Initial Jobless Claims came in at 211,000 last week, below expectations. If Coronavirus is going to cause a recession, this will be the first place you see it. So far, it looks like companies are hanging on to their workers. This is key to preventing a recession.
Credit spreads are beginning to widen, however. The banks have been crushed YTD, with Wells down something like 40%, JPM down 30%. We are nowhere near 2008 levels (and probably aren’t heading there), but widening credit spreads are the canary in the coal mine.
Speaking of widening spreads, mortgage backed security spreads are widening. The difference between the implied yield of mortgage backed securities and treasuries is about 150 basis points right now. It was about 110 at the end of February. In a nutshell, this means that mortgage rates right now are about the same as they were when the 10 year was yielding 1%. If all you watch is the 10 year bond yield indicator on CNBC. It isn’t telling the whole story.
We are entering “oh crap” season, where companies that are going to miss their first quarter earnings expectations disclose it to the market. This could be an opportunity for companies to “kitchen sink” a lot of things as Coronavirus provides an opportunity for them to build in cushion for future earnings releases. In other words, if the Street expects you to make $1.16 in your first quarter earnings, and you are going to come in around $1.12 – $1.13, you might disclose that you will make only $1.10 and take the opportunity to write down a whole bunch of assets and doubtful accounts to create some cushion to make sure they make their numbers going forward. Companies aren’t supposed to do this, but they do. Certainly look for airlines, hotels, banks, consumer discretionaries, and energy to warn on Q1.

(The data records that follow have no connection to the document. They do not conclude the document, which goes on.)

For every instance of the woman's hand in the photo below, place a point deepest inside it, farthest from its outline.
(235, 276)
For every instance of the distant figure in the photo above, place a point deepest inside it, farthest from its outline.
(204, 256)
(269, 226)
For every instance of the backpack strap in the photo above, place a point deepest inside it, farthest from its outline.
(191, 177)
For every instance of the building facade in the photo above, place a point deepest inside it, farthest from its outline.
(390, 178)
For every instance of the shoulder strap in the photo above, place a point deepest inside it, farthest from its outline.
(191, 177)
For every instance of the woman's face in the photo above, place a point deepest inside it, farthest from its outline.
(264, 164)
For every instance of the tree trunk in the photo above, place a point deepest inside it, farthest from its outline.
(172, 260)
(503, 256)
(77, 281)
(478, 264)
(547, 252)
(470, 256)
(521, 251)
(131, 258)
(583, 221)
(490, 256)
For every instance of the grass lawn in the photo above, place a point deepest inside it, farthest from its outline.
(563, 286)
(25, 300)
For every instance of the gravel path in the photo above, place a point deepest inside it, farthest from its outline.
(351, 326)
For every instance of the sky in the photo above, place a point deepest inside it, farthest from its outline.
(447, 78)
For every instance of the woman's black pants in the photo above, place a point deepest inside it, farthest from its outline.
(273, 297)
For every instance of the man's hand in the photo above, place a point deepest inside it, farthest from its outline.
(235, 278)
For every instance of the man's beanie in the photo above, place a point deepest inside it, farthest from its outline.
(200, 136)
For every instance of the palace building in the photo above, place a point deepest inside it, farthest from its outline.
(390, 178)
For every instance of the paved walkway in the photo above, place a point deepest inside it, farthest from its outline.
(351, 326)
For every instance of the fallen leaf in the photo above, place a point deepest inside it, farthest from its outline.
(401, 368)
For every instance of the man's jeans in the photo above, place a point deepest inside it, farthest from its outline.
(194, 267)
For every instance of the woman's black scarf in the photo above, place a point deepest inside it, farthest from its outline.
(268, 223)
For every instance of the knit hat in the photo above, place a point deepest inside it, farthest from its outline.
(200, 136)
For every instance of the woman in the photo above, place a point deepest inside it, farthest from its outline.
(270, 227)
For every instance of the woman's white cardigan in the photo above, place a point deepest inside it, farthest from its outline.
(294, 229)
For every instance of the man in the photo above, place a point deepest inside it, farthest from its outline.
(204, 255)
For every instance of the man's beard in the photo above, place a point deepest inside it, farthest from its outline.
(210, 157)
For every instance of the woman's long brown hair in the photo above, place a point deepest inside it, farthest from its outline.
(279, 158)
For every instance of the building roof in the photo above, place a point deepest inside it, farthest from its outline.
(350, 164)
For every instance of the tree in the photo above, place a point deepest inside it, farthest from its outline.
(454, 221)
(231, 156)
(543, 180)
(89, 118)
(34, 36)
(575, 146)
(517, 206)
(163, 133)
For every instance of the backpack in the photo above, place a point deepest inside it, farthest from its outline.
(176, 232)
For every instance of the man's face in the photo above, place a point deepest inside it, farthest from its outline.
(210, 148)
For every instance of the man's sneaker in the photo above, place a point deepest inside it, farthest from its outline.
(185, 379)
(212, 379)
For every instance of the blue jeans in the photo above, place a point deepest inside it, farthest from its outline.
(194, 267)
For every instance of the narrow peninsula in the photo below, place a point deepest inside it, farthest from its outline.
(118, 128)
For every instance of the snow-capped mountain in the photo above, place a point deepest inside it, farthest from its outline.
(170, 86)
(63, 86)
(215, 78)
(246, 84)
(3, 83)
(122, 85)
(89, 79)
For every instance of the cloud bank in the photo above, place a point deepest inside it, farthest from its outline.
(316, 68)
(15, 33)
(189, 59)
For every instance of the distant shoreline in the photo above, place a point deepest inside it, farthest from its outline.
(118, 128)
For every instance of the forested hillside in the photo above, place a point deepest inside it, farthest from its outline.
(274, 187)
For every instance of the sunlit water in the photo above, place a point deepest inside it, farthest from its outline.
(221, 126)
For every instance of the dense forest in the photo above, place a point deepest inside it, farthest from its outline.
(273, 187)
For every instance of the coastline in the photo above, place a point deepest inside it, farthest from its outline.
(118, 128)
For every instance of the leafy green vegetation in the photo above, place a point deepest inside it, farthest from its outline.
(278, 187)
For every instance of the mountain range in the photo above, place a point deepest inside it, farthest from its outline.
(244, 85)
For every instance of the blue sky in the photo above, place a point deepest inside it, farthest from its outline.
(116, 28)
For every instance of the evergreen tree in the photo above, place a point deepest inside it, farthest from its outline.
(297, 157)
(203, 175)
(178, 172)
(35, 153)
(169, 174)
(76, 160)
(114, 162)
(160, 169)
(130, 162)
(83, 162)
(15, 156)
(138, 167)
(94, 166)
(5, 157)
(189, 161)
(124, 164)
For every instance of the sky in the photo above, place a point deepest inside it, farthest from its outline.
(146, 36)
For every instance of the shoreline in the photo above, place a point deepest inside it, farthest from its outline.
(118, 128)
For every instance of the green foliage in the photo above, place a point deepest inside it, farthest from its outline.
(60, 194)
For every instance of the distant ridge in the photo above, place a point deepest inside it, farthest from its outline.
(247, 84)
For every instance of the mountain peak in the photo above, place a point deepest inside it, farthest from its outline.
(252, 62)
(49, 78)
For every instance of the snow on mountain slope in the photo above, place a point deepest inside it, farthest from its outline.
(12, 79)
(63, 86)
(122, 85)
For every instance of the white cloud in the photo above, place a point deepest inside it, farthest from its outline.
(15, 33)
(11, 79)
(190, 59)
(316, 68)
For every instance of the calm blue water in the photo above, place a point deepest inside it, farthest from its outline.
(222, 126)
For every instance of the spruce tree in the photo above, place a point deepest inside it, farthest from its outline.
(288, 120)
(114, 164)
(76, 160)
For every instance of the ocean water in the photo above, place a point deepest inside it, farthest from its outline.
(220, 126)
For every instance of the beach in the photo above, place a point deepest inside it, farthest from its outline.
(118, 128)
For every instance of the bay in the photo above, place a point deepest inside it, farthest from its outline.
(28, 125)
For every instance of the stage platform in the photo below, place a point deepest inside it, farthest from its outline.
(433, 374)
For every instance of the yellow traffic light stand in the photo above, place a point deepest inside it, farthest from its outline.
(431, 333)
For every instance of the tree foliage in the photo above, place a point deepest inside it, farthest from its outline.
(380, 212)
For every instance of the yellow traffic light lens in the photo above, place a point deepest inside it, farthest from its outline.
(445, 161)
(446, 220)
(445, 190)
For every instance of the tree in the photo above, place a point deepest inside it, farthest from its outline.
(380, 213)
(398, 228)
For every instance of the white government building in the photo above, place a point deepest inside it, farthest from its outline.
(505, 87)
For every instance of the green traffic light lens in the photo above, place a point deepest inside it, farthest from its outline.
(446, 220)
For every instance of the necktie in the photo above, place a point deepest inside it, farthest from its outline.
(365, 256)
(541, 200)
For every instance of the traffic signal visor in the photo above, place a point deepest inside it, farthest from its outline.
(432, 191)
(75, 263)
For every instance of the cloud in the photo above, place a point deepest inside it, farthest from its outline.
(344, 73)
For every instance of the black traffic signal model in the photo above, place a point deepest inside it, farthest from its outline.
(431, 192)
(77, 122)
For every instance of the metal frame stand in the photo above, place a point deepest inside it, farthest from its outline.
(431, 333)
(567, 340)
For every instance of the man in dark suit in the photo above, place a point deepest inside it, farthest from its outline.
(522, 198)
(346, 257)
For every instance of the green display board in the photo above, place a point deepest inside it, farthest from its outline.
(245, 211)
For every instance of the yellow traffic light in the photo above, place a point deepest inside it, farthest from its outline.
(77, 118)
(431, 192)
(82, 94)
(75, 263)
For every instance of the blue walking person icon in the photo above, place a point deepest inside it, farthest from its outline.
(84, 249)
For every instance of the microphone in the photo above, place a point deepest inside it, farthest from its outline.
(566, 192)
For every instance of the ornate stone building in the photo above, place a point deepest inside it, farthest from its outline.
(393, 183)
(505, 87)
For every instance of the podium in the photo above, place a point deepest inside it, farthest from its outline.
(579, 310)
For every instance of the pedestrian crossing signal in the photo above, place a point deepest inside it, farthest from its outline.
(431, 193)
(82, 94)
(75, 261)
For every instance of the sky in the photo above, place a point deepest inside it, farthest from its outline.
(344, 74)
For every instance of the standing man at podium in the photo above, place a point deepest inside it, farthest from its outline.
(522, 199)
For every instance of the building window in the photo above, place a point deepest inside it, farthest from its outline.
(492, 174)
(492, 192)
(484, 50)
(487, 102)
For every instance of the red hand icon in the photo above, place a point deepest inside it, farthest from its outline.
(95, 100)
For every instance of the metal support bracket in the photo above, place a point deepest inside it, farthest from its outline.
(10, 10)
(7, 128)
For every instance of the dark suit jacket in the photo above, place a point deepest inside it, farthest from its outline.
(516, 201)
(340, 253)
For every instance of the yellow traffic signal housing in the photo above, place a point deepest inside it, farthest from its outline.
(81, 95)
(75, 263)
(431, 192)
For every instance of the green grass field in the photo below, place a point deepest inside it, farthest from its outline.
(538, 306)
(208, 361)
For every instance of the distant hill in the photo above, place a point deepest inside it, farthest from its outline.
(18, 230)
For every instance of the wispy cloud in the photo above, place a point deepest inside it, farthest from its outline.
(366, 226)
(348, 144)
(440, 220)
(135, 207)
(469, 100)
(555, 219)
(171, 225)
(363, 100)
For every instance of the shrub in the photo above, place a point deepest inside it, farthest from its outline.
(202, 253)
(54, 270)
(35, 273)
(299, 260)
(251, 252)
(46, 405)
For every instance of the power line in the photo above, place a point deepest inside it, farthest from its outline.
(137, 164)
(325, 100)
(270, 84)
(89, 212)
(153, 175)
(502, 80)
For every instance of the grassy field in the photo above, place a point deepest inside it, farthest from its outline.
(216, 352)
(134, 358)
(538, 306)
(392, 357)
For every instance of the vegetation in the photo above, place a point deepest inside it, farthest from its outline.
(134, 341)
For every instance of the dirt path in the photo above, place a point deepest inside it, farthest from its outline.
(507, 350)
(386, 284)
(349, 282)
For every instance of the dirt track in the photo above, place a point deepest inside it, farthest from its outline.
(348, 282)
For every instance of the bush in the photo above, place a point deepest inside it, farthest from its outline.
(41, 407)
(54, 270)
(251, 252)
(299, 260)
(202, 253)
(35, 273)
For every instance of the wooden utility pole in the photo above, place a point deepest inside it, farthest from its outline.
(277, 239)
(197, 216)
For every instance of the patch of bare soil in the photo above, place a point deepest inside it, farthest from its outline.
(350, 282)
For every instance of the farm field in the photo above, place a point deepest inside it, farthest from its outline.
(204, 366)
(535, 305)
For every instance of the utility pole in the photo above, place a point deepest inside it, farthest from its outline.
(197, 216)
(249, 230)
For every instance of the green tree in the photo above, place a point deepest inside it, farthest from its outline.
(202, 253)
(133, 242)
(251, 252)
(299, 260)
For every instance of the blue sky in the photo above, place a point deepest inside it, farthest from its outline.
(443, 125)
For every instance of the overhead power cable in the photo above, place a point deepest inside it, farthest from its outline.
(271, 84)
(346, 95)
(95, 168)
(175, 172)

Inflation at the wholesale level fell 0.6% MOM in February, and is up 1.3% on a YOY basis. Ex-food and energy it is down 0.3% MOM and up 1.4% YOY. Again, inflation no longer matters to the Fed.
The Fed Funds futures are now predicting a 60% chance cut of 75 bps next week and a 40% chance of a 100 bp cut. Note that the CME indicates that the inter-meeting cut has screwed up the probability graphs, but they don’t quantify it. Oh, by the way, the CME is suspending all open-outcry trading until further notice starting Friday.